Cyberbullies could be jailed for up to five years under proposed new laws in honour of Amy ‘Dolly’ Everett, who killed herself in January.
NSW Premier Gladys Berejiklian planned to amend the Crimes Act so those who send threatening texts or emails could be slapped with Apprehended Violence Orders.
Bullies who ignored the order and continued to harass their target would be jailed for up to five years, two years longer than the laws currently allow.
The laws were the first to be considered in Australia in response to Dolly, 14, committing suicide after relentless online bullying by classmates.
The former face of Akubra’s parents Tick and Kate Everett said they looked forward to talking further with the NSW Government about the proposed amendments.
‘We want this issue to be taken seriously,’ they said.
‘No one should be abused or feel unsafe online. We need to educate everyone about how important it is to treat each other with respect.
‘Laws about respect can have an impact if they are part of broader community education, standards, and behaviour change.’
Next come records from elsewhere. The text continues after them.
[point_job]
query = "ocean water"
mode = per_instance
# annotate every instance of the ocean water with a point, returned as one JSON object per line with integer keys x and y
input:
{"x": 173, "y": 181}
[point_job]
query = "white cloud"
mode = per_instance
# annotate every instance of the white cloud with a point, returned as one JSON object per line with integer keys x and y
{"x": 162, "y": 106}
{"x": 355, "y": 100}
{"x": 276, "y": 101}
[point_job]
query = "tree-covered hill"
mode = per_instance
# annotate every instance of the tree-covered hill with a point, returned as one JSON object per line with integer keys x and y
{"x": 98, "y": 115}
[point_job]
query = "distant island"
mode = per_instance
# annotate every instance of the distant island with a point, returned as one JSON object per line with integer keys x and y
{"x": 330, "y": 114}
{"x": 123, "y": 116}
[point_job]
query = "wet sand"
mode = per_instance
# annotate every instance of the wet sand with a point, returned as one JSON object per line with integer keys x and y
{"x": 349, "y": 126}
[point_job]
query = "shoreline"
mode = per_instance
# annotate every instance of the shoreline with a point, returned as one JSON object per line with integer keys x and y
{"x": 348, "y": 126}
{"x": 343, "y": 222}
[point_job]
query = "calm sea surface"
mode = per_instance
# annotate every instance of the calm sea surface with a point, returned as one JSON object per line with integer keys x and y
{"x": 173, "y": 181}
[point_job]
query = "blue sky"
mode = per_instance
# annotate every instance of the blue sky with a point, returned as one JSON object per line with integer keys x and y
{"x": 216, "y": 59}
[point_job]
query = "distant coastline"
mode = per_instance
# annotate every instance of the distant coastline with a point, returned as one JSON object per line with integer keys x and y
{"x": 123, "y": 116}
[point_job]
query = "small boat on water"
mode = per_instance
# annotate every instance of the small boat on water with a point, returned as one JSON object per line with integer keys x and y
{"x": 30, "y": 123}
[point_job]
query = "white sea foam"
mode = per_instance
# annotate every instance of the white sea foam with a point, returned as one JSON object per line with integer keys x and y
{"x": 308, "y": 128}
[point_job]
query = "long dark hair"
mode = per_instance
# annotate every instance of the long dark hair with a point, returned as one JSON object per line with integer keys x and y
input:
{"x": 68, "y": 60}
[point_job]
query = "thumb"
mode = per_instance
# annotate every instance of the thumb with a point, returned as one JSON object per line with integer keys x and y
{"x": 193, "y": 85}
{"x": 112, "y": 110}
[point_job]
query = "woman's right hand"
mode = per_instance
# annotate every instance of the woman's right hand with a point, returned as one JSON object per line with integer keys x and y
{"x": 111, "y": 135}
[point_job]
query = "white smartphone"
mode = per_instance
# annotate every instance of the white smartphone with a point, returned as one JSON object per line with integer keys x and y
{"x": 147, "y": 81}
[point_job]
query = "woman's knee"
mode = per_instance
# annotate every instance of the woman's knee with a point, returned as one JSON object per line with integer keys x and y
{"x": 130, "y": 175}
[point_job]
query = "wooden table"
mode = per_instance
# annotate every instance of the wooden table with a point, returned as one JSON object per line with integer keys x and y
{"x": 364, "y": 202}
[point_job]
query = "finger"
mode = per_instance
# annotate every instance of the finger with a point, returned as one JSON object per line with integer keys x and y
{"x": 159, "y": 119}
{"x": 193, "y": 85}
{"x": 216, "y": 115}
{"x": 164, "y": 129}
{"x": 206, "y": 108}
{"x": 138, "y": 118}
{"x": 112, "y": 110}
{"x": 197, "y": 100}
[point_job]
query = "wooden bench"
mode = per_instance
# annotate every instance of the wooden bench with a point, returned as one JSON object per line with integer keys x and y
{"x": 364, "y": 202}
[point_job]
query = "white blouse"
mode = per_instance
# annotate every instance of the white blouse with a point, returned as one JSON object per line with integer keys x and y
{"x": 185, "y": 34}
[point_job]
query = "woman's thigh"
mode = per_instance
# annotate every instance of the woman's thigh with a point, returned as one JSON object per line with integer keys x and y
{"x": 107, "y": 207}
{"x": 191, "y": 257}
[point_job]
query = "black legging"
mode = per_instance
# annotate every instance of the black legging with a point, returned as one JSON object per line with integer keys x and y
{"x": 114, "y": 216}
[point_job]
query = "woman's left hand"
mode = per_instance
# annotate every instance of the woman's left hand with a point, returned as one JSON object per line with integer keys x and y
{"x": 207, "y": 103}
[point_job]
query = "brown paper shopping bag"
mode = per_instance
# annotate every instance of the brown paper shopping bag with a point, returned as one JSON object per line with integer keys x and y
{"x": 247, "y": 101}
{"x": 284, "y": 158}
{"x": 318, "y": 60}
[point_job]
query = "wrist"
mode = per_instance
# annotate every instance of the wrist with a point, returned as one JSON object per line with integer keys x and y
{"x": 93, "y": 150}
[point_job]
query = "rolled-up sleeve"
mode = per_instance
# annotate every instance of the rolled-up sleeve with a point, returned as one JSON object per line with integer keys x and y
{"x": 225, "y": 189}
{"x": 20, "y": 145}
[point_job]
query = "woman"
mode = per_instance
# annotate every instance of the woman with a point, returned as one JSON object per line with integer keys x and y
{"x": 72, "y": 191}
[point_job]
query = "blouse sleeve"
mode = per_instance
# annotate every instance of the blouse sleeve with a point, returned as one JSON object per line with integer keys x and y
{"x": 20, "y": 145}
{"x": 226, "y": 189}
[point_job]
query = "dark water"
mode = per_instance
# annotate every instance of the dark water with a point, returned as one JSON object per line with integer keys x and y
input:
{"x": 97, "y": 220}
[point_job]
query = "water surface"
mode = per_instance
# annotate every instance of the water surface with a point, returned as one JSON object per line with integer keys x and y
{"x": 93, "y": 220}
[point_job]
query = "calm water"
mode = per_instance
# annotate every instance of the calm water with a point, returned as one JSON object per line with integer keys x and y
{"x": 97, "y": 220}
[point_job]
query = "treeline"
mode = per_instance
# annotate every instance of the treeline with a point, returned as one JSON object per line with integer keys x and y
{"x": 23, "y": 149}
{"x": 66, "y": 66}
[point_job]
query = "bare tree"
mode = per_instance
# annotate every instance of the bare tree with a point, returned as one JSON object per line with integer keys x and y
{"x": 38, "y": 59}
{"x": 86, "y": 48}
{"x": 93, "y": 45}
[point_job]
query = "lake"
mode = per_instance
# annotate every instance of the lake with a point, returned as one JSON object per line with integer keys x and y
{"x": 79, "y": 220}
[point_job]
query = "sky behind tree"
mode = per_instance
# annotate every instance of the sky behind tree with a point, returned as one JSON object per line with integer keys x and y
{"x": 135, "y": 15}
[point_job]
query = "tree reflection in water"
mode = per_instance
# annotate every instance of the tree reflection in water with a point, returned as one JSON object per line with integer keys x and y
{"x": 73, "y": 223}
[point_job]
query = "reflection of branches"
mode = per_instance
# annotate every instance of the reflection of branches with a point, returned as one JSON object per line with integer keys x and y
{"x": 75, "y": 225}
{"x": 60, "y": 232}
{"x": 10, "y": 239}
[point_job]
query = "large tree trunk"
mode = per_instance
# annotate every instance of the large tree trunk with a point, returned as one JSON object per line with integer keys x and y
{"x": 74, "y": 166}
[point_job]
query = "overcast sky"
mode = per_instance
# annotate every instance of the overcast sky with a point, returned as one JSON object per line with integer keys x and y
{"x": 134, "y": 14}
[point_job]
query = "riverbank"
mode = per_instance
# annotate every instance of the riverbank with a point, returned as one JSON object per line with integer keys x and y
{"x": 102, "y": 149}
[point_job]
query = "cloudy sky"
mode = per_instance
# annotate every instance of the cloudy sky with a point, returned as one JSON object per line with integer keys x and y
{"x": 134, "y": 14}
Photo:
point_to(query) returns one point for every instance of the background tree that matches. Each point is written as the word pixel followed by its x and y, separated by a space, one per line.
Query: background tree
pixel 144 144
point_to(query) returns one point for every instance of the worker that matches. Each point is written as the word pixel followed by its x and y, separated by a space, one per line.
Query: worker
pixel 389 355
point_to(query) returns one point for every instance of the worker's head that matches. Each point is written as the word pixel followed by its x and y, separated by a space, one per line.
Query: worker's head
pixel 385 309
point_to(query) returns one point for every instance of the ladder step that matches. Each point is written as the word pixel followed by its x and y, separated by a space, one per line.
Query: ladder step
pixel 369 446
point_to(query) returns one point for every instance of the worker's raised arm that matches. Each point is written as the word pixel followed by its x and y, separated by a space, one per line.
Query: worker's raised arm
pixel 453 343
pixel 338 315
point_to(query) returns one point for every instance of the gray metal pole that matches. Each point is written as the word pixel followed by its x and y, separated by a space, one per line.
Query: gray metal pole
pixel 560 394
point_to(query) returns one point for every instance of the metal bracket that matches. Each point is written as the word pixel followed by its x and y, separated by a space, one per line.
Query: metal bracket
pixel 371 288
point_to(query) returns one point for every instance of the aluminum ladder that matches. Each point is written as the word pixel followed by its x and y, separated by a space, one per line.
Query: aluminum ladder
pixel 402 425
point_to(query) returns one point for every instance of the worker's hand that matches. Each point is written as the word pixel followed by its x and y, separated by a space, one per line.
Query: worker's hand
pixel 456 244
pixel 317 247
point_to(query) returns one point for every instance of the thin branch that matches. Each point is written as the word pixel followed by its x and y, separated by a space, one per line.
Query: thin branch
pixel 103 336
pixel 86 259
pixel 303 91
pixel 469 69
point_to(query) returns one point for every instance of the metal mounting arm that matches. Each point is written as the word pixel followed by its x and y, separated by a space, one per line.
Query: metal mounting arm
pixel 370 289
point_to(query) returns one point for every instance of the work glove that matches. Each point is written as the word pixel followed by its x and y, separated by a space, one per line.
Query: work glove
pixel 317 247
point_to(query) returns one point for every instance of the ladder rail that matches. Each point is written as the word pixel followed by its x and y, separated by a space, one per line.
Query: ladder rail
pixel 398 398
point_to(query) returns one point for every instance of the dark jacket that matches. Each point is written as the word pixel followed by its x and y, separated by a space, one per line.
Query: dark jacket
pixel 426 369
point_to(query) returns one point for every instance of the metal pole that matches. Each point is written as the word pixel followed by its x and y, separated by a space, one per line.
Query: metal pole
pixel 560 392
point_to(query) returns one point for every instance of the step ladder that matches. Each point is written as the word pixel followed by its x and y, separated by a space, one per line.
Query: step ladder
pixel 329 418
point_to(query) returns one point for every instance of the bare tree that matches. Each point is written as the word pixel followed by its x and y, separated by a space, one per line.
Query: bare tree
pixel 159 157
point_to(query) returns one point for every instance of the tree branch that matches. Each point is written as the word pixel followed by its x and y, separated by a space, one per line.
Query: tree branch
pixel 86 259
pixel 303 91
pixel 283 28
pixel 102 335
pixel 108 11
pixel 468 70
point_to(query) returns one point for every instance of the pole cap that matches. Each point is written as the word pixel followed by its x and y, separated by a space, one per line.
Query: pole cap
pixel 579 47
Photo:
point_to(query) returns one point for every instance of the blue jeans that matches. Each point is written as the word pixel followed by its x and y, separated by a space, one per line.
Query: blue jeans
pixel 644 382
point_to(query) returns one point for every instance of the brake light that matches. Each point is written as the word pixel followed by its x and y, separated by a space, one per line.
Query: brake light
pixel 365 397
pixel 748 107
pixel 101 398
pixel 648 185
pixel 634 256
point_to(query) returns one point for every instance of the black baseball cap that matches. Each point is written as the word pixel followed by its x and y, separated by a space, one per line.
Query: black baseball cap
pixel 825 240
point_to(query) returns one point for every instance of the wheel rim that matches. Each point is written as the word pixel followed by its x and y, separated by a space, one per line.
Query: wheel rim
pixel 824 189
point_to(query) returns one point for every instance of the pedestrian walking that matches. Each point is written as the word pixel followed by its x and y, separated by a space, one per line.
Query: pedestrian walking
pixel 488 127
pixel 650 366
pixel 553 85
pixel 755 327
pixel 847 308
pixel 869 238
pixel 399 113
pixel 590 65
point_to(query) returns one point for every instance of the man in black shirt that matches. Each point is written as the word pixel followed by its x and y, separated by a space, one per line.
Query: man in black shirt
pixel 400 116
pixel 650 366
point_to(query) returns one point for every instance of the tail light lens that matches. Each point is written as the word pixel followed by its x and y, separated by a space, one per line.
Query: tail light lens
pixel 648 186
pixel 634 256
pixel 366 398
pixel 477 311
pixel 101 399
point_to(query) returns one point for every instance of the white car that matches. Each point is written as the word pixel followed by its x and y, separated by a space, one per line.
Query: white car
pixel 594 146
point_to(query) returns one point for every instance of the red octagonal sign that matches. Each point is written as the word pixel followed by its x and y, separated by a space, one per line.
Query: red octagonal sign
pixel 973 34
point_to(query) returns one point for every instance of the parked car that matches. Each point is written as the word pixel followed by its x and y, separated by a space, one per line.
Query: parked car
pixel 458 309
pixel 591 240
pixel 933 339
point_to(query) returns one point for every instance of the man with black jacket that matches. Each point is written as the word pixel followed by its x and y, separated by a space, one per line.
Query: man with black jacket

‘The changes recognise that online abuse can cause victims significant psychological trauma and have potentially devastating, even tragic consequences,’ Premier Berejiklian told the Daily Telegraph.
She added the new laws would not affect freedom of speech.
The new laws would alter the definition of ‘stalking’ and ‘intimidation’, which carry up to five years jail, to include messages and posts on social media and elsewhere online.
Existing federal laws only carry three-year jail terms for those who ‘menace, harass, or cause offence’ online.
The courts would determine what level of criminality bullies would face and charges would be at the discretion of police.
Attorney-General Mark Speakman added: ‘The activity can make its victims feel scared, powerless and depressed.
‘The government is committed to protecting the community from new threats that arise with advances in technology.’
Dolly’s family in the Northern Territory have taken aim at keyboard warriors following the young girl’s death and vowed her life won’t be a ‘waste’.
‘This week has been an example of how social media should be used, it has also been an example of how it shouldn’t be,’ Mr Everett said earlier this year.
The family have been ardent campaigners against cyberbullying since and said they are not worried about ‘the who or the why’ – they just want to save other families from the same loss.